O filme, com direito a prólogo e epílogo, apresenta sobretudo três memórias, que se relacionam, e iluminam, num fôlego íntimo admirável, uma espécie de recordação da adolescência enquanto epopeia emocional. Quem lembra é um Paul adulto, confrontado com um duplo no outro lado do mundo, num momento em que começa a deixar de saber quem é. Este confronto leva Paul a recordar a sua infância na primeira memória e, de seguida, uma aventura pela URSS enquanto estudante do liceu, na companhia do seu melhor amigo. Se a infância instaura o filme no drama sussurrado, é por pouco tempo, pois a segunda memória leva-nos para o filme de espionagem.
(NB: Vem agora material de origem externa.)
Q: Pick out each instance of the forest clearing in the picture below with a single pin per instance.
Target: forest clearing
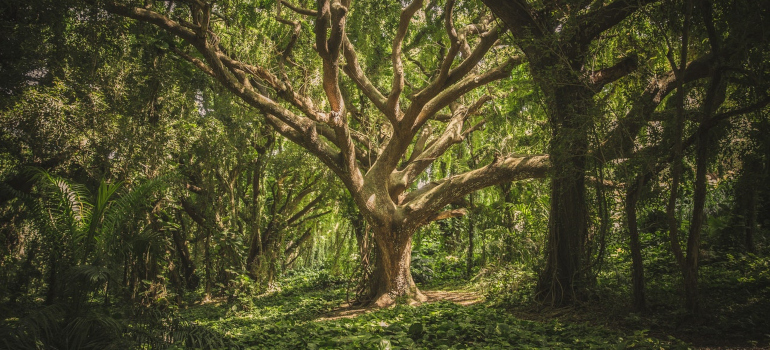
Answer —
(415, 174)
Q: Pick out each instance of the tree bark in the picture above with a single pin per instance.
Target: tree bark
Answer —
(391, 278)
(637, 267)
(563, 278)
(693, 241)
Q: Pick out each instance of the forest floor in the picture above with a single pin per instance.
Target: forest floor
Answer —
(459, 297)
(310, 312)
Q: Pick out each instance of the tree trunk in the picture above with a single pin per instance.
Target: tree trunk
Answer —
(693, 241)
(188, 266)
(637, 275)
(562, 280)
(471, 234)
(391, 278)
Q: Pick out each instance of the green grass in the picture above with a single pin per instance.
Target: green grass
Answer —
(289, 319)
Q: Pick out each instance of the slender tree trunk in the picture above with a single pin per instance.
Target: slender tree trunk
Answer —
(471, 236)
(207, 262)
(751, 225)
(693, 242)
(391, 278)
(188, 266)
(637, 275)
(52, 293)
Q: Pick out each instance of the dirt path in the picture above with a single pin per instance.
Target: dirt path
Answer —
(457, 297)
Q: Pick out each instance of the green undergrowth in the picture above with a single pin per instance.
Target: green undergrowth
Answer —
(292, 319)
É de resto o fascínio primeiro de Desplechin, o dos artifícios narrativos, e o que dá ao seu filme um gosto decididamente romanesco. Mas não se trata apenas da “experimentação” com os géneros, da mistura de biografia com ficção, dos diálogos elaborados ou da estrutura da narrativa, mas sobretudo do sopro íntimo que passa em tudo isso.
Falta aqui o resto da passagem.